Nigeria: Govt Working to Have U.S. Travel Ban Lifted - Onyeama

Secretary of State Michael R. Pompeo and Nigerian Minister of Foreign Affairs Geoffrey Onyeama deliver statements to the press, at the Department of State, in Washington D.C., on February 4, 2020.
5 February 2020

The Minister of Foreign Affairs, Mr. Geoffrey Onyeama yesterday stated that federal government has begun working on the security and information sharing requirements for the lifting of a US travel ban on prospective immigrants from Nigeria.

Speaking at a joint news conference in Washington with US Secretary of State, Mr. Mike Pompeo, Onyeama said Nigeria was 'blindsided' by the US decision on Friday to add it and five other nations to an expanded version of the US visa ban.

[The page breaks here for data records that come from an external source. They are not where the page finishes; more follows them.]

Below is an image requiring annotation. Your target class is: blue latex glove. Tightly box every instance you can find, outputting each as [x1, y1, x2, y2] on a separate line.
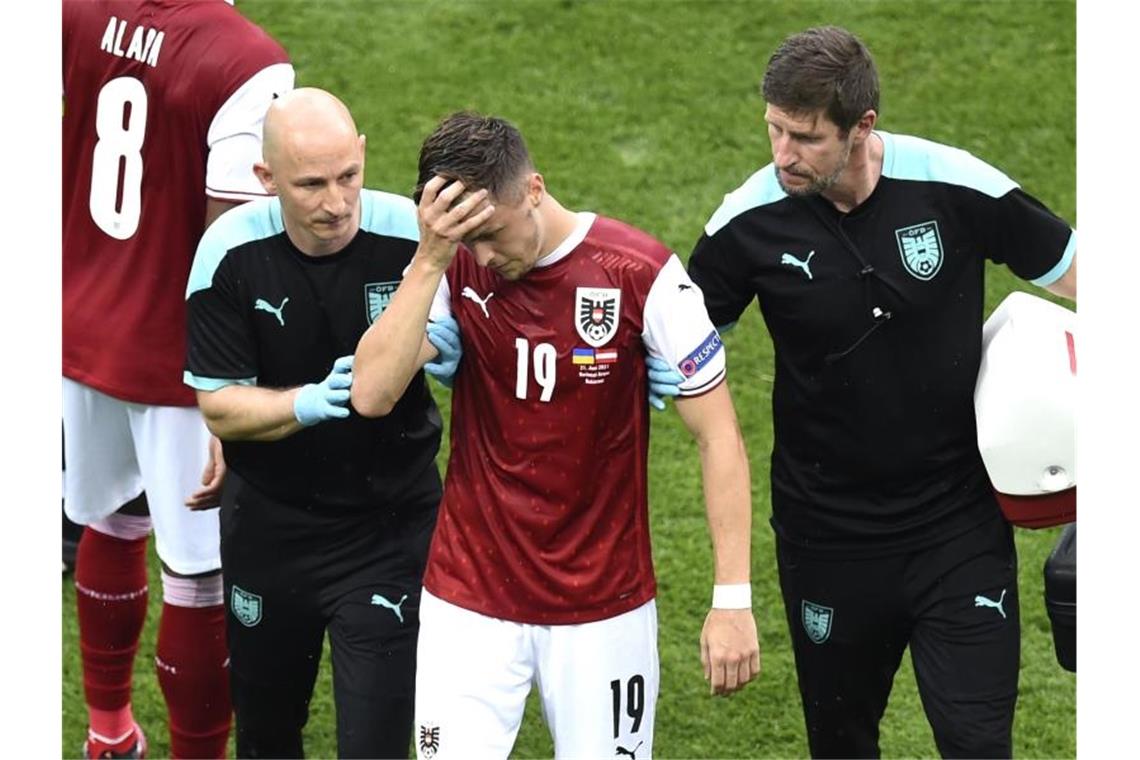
[294, 355, 354, 426]
[425, 316, 462, 388]
[647, 354, 684, 411]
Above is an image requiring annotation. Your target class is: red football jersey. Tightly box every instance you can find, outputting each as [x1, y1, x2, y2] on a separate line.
[423, 213, 726, 624]
[63, 0, 291, 405]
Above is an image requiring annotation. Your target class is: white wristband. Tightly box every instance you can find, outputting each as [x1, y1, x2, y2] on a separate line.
[712, 583, 752, 609]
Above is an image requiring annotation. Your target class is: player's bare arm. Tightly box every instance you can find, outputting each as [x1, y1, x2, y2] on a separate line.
[195, 386, 307, 442]
[1044, 252, 1076, 300]
[675, 382, 762, 696]
[353, 176, 493, 416]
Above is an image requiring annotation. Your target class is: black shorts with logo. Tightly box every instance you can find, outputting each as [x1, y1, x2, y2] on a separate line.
[220, 472, 439, 759]
[776, 511, 1019, 759]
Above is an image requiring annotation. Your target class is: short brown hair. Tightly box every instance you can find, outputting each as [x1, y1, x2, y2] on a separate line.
[414, 111, 534, 204]
[761, 26, 879, 133]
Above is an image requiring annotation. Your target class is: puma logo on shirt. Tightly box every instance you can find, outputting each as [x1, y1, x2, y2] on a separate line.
[780, 250, 816, 280]
[461, 286, 494, 318]
[254, 297, 289, 326]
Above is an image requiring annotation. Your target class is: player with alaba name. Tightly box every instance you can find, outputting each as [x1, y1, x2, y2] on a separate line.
[63, 1, 292, 756]
[353, 112, 761, 758]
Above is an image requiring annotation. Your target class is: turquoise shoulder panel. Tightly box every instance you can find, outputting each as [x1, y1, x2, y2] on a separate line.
[185, 198, 285, 298]
[359, 189, 419, 242]
[879, 131, 1018, 198]
[704, 164, 787, 236]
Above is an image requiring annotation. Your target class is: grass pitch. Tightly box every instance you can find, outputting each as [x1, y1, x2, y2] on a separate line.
[63, 1, 1075, 757]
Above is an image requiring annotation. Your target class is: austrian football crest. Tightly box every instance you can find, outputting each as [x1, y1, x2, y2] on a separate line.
[575, 287, 621, 347]
[231, 586, 263, 628]
[802, 600, 833, 644]
[365, 281, 400, 324]
[895, 220, 944, 281]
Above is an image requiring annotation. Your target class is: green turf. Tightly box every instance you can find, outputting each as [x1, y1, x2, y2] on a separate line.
[63, 1, 1075, 756]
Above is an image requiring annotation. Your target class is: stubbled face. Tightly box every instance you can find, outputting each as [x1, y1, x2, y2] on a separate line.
[765, 104, 854, 197]
[266, 131, 365, 255]
[460, 188, 543, 281]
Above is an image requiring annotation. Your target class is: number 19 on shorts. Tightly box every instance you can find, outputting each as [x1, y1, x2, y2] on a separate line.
[611, 675, 645, 739]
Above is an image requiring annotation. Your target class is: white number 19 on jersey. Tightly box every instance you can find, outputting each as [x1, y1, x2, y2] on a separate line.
[515, 338, 557, 402]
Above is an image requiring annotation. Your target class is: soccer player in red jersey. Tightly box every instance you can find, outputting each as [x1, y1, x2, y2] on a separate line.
[62, 1, 293, 756]
[353, 112, 761, 758]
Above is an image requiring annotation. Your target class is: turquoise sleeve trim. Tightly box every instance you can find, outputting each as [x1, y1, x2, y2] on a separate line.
[183, 372, 258, 391]
[359, 189, 419, 242]
[705, 165, 787, 236]
[717, 321, 738, 333]
[880, 131, 1018, 199]
[186, 198, 284, 297]
[1030, 230, 1076, 287]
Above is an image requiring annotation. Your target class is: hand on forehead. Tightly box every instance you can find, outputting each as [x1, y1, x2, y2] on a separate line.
[453, 187, 491, 212]
[425, 175, 493, 216]
[417, 175, 497, 246]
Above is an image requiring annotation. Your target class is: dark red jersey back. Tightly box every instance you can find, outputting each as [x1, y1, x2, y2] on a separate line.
[63, 0, 289, 404]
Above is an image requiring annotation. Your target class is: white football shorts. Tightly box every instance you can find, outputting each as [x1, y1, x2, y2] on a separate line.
[414, 589, 658, 759]
[63, 378, 221, 574]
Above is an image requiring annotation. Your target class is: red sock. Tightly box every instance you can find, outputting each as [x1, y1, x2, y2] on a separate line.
[155, 602, 232, 759]
[74, 528, 149, 738]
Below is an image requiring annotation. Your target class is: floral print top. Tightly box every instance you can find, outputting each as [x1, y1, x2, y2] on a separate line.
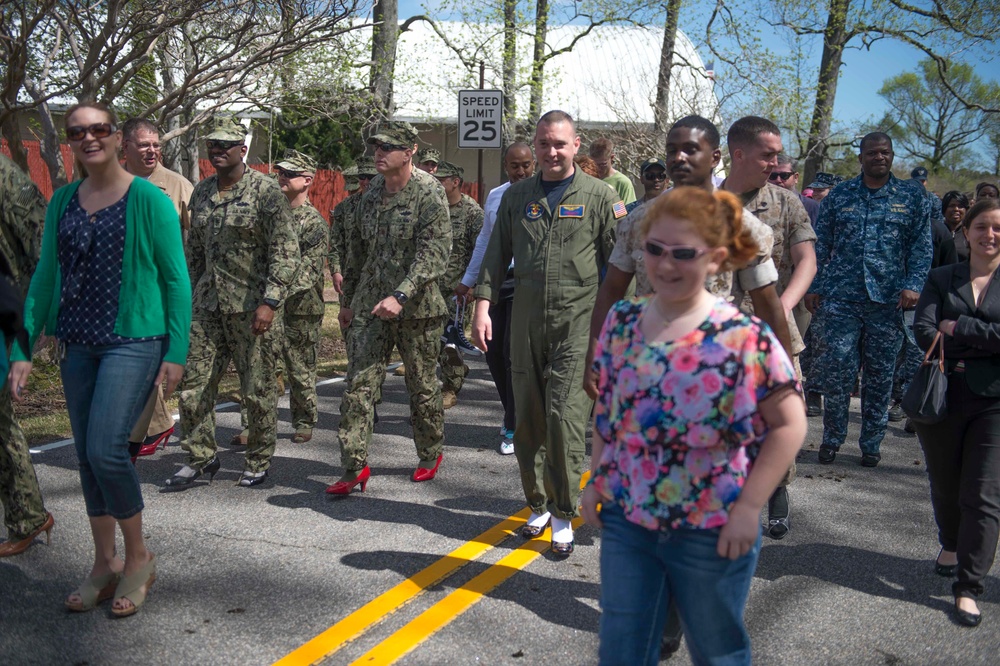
[592, 297, 798, 531]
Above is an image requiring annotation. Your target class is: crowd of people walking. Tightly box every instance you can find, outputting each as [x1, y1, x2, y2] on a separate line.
[0, 102, 998, 665]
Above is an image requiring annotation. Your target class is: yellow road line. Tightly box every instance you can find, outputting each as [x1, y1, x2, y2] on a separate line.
[350, 518, 585, 666]
[273, 508, 529, 666]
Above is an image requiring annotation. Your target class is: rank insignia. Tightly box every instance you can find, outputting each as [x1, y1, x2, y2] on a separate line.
[612, 200, 628, 219]
[525, 201, 544, 220]
[558, 204, 584, 218]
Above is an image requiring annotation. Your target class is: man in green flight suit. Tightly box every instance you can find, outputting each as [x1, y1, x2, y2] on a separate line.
[472, 110, 624, 557]
[325, 121, 452, 495]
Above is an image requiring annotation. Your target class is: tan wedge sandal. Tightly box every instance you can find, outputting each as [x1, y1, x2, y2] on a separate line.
[111, 555, 157, 618]
[65, 571, 121, 612]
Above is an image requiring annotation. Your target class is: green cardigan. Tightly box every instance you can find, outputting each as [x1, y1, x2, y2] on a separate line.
[14, 177, 192, 365]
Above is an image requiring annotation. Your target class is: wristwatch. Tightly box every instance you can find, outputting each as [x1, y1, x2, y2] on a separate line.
[262, 298, 280, 309]
[392, 291, 408, 304]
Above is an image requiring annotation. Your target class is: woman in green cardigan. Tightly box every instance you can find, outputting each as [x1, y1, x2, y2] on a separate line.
[8, 103, 191, 617]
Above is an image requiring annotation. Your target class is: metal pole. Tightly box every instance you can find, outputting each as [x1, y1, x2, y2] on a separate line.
[477, 61, 485, 206]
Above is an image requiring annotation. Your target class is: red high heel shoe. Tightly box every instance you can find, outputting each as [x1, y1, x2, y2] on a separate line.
[411, 454, 442, 482]
[325, 466, 370, 495]
[137, 426, 174, 457]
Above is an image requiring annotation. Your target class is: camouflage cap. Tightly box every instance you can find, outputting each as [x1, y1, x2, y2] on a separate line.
[367, 121, 419, 147]
[275, 148, 317, 175]
[205, 114, 248, 141]
[435, 161, 463, 179]
[806, 172, 837, 189]
[355, 156, 378, 178]
[416, 148, 441, 165]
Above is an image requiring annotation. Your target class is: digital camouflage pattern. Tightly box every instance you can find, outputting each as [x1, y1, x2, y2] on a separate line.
[0, 155, 48, 539]
[738, 183, 816, 355]
[285, 202, 328, 317]
[329, 191, 363, 288]
[187, 167, 300, 313]
[181, 166, 300, 473]
[337, 166, 451, 472]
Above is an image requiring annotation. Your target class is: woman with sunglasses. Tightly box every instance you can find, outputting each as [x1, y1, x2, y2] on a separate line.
[583, 187, 806, 665]
[9, 102, 191, 617]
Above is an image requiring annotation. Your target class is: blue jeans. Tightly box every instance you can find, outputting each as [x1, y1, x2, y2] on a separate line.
[598, 503, 760, 666]
[61, 340, 163, 519]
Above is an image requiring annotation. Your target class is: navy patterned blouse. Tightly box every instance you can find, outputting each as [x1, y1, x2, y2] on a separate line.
[56, 187, 162, 345]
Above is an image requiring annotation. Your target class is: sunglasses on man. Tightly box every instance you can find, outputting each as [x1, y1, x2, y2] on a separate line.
[66, 123, 117, 141]
[274, 167, 307, 179]
[768, 171, 795, 182]
[372, 141, 408, 153]
[643, 171, 668, 181]
[205, 139, 243, 151]
[643, 240, 709, 261]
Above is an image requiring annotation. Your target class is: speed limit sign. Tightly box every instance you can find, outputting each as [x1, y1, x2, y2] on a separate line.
[458, 90, 503, 149]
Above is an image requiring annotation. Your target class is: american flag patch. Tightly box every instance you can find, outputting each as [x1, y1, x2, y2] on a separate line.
[612, 200, 628, 219]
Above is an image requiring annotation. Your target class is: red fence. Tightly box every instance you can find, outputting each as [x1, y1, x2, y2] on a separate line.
[3, 140, 481, 222]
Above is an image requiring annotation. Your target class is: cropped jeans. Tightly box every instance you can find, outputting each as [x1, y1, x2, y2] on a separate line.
[597, 503, 760, 666]
[61, 340, 163, 520]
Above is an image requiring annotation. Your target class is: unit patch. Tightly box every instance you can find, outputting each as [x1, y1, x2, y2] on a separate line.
[525, 201, 544, 220]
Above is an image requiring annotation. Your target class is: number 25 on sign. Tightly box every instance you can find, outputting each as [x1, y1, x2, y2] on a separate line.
[458, 90, 503, 149]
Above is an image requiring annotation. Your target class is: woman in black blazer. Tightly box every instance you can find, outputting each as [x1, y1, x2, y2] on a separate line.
[912, 197, 1000, 628]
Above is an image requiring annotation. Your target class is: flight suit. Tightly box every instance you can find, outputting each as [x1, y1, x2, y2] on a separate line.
[476, 171, 620, 520]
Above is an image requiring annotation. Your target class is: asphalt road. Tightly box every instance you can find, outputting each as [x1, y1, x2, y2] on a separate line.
[1, 361, 997, 666]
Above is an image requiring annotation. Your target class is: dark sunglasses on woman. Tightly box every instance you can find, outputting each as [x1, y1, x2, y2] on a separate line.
[66, 123, 117, 141]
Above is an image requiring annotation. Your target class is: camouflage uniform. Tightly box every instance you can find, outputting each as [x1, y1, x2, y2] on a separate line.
[810, 174, 932, 455]
[435, 163, 484, 395]
[277, 151, 328, 431]
[179, 117, 300, 473]
[475, 170, 621, 520]
[338, 124, 452, 473]
[0, 154, 48, 541]
[416, 148, 441, 167]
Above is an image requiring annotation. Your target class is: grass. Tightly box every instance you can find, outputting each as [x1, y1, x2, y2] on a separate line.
[16, 300, 350, 446]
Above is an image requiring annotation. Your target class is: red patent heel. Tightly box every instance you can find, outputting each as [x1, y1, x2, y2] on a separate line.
[411, 454, 442, 482]
[137, 426, 174, 457]
[325, 466, 371, 495]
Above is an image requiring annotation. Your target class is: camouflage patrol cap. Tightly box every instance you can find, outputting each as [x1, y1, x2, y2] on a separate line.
[417, 148, 441, 165]
[367, 121, 419, 147]
[435, 161, 463, 179]
[806, 172, 837, 190]
[355, 156, 378, 178]
[205, 114, 248, 141]
[275, 148, 317, 175]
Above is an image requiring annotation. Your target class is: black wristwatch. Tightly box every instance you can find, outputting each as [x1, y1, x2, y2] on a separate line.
[262, 298, 280, 309]
[392, 291, 408, 304]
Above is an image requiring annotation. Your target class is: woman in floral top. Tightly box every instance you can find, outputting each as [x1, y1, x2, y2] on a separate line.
[582, 187, 806, 666]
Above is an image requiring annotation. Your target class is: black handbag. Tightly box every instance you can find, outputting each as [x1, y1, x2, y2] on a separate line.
[901, 331, 948, 425]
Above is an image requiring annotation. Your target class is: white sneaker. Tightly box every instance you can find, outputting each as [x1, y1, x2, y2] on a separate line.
[499, 431, 514, 455]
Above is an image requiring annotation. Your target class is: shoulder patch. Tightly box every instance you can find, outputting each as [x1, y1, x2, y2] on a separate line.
[525, 201, 544, 220]
[612, 200, 628, 219]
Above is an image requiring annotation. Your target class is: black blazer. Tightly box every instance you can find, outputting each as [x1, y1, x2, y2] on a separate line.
[914, 262, 1000, 397]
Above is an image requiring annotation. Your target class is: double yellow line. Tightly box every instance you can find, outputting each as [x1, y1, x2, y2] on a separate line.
[275, 475, 589, 666]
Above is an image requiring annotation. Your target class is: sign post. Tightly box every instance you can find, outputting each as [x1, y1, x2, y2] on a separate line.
[458, 84, 502, 205]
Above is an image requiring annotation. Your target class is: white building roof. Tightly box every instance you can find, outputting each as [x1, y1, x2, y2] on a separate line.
[392, 21, 719, 126]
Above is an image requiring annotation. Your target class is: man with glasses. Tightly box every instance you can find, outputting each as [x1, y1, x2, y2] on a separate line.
[326, 121, 452, 494]
[723, 118, 816, 539]
[273, 149, 328, 444]
[771, 154, 819, 225]
[120, 118, 194, 461]
[171, 115, 300, 489]
[433, 161, 483, 410]
[627, 157, 667, 213]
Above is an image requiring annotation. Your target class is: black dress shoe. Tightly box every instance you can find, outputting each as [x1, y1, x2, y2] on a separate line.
[935, 549, 958, 577]
[238, 470, 269, 487]
[860, 452, 881, 467]
[766, 486, 790, 540]
[955, 598, 982, 627]
[805, 392, 823, 417]
[165, 457, 220, 488]
[818, 446, 837, 464]
[887, 400, 904, 422]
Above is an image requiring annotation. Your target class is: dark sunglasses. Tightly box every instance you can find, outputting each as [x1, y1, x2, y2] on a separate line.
[644, 241, 708, 261]
[274, 167, 305, 178]
[643, 171, 668, 181]
[66, 123, 116, 141]
[206, 139, 242, 151]
[373, 141, 407, 153]
[768, 171, 795, 181]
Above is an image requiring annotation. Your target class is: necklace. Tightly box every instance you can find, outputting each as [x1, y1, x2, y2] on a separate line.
[648, 298, 674, 326]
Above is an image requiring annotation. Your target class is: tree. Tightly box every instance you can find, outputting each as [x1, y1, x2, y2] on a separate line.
[878, 59, 999, 174]
[765, 0, 1000, 186]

President Donald Trump of the United States issued an expanded version of his travel ban on Friday as part of a presidential proclamation, which said Washington would suspend the issuance of visas that can lead to permanent residency for nationals of Eritrea, Kyrgyzstan, Myanmar and Nigeria.

Temporary visas for tourists, business people, students and workers from those nations will not be affected, it said.

US officials said the countries failed to meet US security and information-sharing standards, which necessitated the new restrictions. "We've identified all those requirements and we have actually started working on all them," Onyeama said.

"It is actually very straightforward and it was very gratifying to come here and meet with US officials and to understand more clearly the reasoning behind it," he said.

"We look forward to being taken off this visa restriction list," Onyeama said, once all the criteria are met.

Pompeo also said he was 'optimistic' that Nigeria would make the necessary changes.

Reuters reported Nigeria is the biggest country on the list whose citizens will be suspended from US visas that can lead to permanent residency. The US government also will stop issuing "diversity visas" to nationals of Sudan and Tanzania, Trump's proclamation said.

The original travel ban, issued in 2017, barred nearly all immigrants and travelers from seven countries with majority Muslim populations. The policy was revised amid court challenges, but the US Supreme Court ultimately upheld it in 2018.

Trump has made tougher immigration enforcement a central focus of his 2020 re-election campaign. His travel ban policy is popular with Republican supporters.